NASA line-up was zero on surprise element, low on leadership innovation

NASA principals of during their presidential candidate unveiling rally at Uhuru Park on April 27, 2017. [DENNIS OKEYO, STANDARD]

This past Thursday, there were probably a grand total of five people nationwide expecting the unveiling of a truly New Improved Opposition ‘with Powerfoam Plus’. The rest of the country knew Raila would be the flag bearer and the flag bearer would be Raila. End of story. Some even made spot on predictions of how the ‘NASA principals’ line up’ would look like.

Although the configuration that NASA presented to us at Uhuru park was zero on surprise element and low on leadership innovation, it was high on hidden comedic value. First of all, as Ekuro Aukot aptly put it: “Mudavadi, Ruto & Wetang’ula being promised posts of premier & deputy premiers respectively is like being promised gizzards when slaughtering a goat”.

It is not so much the hollowness of the promised positions that is baffling, it is the three politician’s feeble acceptance of the arrangement that is more perplexing. It is as if they do not realise the goat’s gizzard is not existent, or that if it miraculously was - the gizzard reward would be the equivalent of being awarded a lollipop for slaying a dragon: a complete and utter shortchange!

For Governor Ruto, Anne Waiguru’s former job was re-baptised and given a solemn title: State Department of Devolution and Planning. Dalmas Otieno’s past ordinary Public Service Cabinet job was decorated with political flowers and placed at Moses Wetangula’s feet as a novel offering. But the mysterious tribute to Mudavadi takes the cake. It only provides us a ‘more questions than answers scenario’. What will his job entail? Does ‘Chief Cabinet Secretary’ gain ‘Prime Minister’ status ceremonially or as head of government? Will his tasks include showing the Cabinet Secretaries where to stand when taking official Cabinet photos? Isn’t arranging the business of the Cabinet Joseph Kinyua’s or someone or the other’s present job? How has Cabinet been coordinating itself without this position since independence? It is like being convinced that you need an application on your phone to remind you to brush your teeth, a clockwork task you’ve been undertaking for years.

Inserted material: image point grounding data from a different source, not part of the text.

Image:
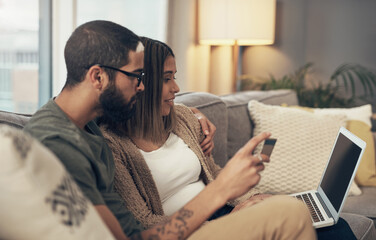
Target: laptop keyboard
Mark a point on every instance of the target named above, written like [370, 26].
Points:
[316, 214]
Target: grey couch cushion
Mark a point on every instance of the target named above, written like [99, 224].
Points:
[14, 119]
[213, 107]
[365, 204]
[362, 227]
[240, 127]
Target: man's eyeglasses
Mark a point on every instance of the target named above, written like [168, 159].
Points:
[140, 77]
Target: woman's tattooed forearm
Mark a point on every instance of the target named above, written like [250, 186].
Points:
[175, 228]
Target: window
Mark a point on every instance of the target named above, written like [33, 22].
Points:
[19, 55]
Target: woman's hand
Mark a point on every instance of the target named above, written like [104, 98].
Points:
[208, 129]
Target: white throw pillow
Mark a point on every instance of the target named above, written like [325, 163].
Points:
[301, 153]
[39, 199]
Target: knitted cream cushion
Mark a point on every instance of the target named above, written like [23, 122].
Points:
[39, 199]
[304, 143]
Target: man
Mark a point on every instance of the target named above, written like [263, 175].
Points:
[105, 66]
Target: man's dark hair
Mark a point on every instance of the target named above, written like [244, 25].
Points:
[97, 42]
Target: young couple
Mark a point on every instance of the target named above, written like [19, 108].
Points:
[159, 166]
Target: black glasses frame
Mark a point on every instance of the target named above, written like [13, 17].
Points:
[140, 77]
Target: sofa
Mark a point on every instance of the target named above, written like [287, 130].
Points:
[230, 115]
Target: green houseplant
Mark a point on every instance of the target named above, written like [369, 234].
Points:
[313, 93]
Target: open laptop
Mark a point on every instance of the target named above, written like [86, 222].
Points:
[326, 203]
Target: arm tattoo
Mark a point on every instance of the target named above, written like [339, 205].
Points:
[174, 227]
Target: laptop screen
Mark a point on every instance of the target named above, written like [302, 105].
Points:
[340, 170]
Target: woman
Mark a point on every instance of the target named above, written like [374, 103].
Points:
[160, 165]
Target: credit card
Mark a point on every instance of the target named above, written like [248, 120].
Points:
[268, 146]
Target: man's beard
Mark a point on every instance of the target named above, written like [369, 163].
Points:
[115, 109]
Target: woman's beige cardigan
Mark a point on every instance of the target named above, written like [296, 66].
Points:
[133, 179]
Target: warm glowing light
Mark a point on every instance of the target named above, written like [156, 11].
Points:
[249, 22]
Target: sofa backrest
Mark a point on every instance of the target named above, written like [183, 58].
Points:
[229, 113]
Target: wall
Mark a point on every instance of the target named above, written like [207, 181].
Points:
[325, 32]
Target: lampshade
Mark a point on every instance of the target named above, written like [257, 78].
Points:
[249, 22]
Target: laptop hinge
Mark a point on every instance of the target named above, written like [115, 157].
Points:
[324, 205]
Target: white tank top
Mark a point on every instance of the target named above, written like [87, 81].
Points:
[176, 170]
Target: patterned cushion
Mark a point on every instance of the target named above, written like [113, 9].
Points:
[304, 144]
[39, 199]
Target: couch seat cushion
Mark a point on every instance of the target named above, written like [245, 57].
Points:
[364, 204]
[362, 227]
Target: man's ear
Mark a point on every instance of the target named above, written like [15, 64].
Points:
[96, 76]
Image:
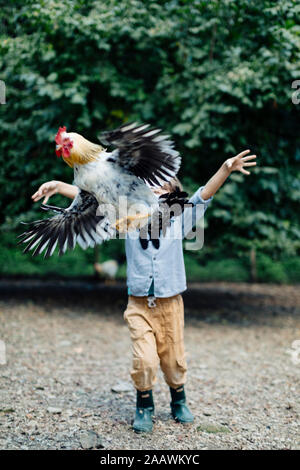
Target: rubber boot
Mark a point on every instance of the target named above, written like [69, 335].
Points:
[144, 412]
[180, 410]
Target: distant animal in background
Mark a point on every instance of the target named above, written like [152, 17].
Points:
[107, 270]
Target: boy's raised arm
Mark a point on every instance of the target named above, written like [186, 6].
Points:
[237, 163]
[50, 188]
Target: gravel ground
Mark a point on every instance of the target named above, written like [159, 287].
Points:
[65, 357]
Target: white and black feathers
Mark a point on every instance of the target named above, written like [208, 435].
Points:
[143, 159]
[79, 223]
[145, 152]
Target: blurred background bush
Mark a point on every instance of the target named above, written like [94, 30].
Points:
[217, 75]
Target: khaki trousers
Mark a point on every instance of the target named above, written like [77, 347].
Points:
[157, 338]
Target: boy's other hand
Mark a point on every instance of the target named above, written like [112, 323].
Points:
[46, 190]
[240, 161]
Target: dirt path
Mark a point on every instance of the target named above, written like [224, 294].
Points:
[64, 356]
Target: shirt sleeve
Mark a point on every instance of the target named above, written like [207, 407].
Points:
[193, 214]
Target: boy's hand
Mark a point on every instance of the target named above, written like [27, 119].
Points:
[239, 162]
[46, 190]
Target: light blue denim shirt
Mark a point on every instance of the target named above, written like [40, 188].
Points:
[163, 266]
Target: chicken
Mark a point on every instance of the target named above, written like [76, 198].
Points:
[116, 188]
[108, 269]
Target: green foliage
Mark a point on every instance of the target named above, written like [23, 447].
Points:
[217, 75]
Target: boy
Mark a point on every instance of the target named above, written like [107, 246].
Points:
[155, 314]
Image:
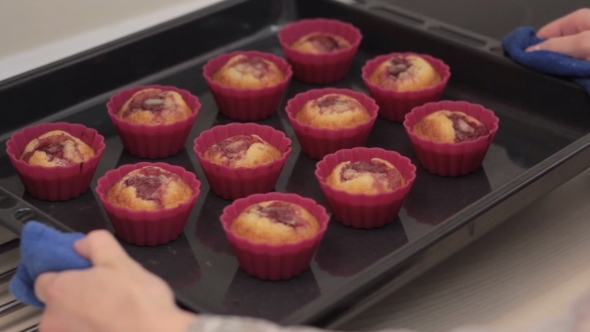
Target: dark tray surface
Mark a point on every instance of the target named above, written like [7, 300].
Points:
[200, 265]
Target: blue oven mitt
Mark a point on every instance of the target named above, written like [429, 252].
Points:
[43, 249]
[546, 62]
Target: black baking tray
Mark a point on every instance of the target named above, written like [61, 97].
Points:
[542, 142]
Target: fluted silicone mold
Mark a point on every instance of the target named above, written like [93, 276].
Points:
[159, 141]
[58, 183]
[320, 68]
[452, 159]
[235, 182]
[318, 142]
[394, 105]
[274, 262]
[147, 228]
[247, 104]
[364, 210]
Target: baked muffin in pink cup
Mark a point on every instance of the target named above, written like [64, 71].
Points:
[244, 170]
[348, 131]
[320, 50]
[147, 130]
[255, 96]
[274, 235]
[371, 185]
[401, 81]
[459, 137]
[148, 203]
[63, 180]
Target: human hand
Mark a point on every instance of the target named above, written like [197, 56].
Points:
[115, 294]
[569, 35]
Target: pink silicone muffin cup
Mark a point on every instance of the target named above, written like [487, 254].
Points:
[247, 104]
[159, 141]
[452, 159]
[147, 228]
[363, 210]
[235, 182]
[394, 105]
[320, 68]
[58, 183]
[274, 262]
[318, 142]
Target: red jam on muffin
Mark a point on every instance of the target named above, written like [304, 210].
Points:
[320, 43]
[333, 111]
[449, 127]
[242, 151]
[366, 177]
[149, 188]
[248, 72]
[154, 107]
[275, 222]
[56, 148]
[405, 73]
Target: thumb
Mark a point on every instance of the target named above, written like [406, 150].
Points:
[576, 46]
[101, 248]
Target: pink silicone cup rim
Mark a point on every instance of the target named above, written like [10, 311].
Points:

These ‘premier’ cabinet positions appear to be nothing but promissory ‘consolation prizes’, with little to no guarantee of actualisation. I say this because of two things. The first is that the political promises are made within a re-incarnation of a coalition that has a past strewn with broken ‘gentlemen’s agreements.’ Secondly, unless the three will be satisfied to hold ordinary cabinet positions with fancy names, there has to be either parliamentary action or a referendum in order to change the configuration of the executive. This is stipulated in Article 255 of the Constitution. NASA is aware that Parliamentary action is a long shot without the numbers in the House. And that a referendum is an even longer shot.

Less than 24 hours after NASA’s triumphant declaration, something further thickened the plot of this political telenovela. A blabbering Francis Nyenze entered the scene saying that he wants to ‘speak the truth and shame the devil’. The Leader of Minority alluded that Kalonzo is in the coalition representative only of himself, because his people were still stinging from the broken MoU. He was asking- Why would the ‘Kamba Nation’ vote for Raila now when 2017 is supposed to be their turn?

Now, with this precarious ‘MoU’ situation in mind, let us explore a few questions. If indeed Kalonzo and Mudavadi have hitched their wagon onto a back-tracking Raila, have they done so with full confidence? Is Nyenze a poorly disguised Kalonzo messenger? Is Kalonzo under duress in the coalition and aiming to still remind Raila that the Kamba vote is not guaranteed without him at the helm? Or is Nyenze truly representing disgruntlement of the Wiper party? Is he expressing the true sentiments of the Kamba Nation?

My view: the insecure principals will soon find that ‘a bird in hand is worth three premier positions in the bush.’ Because of the long festered mistrust in the coalition, the glue is weak. The likelihood that they will stay put as the frugality of their situation dawns on them, diminishes everyday. In the face of their illusionary pimped up posts, an instinct for political survival will drive them into the arms of a government that would be more than ready to dangle guaranteed positions - albeit with less ornamental titles.

The writer is a PhD candidate in Political Economy at SMC University, Switzerland and a Research Fellow at the Fort Hall School of Government.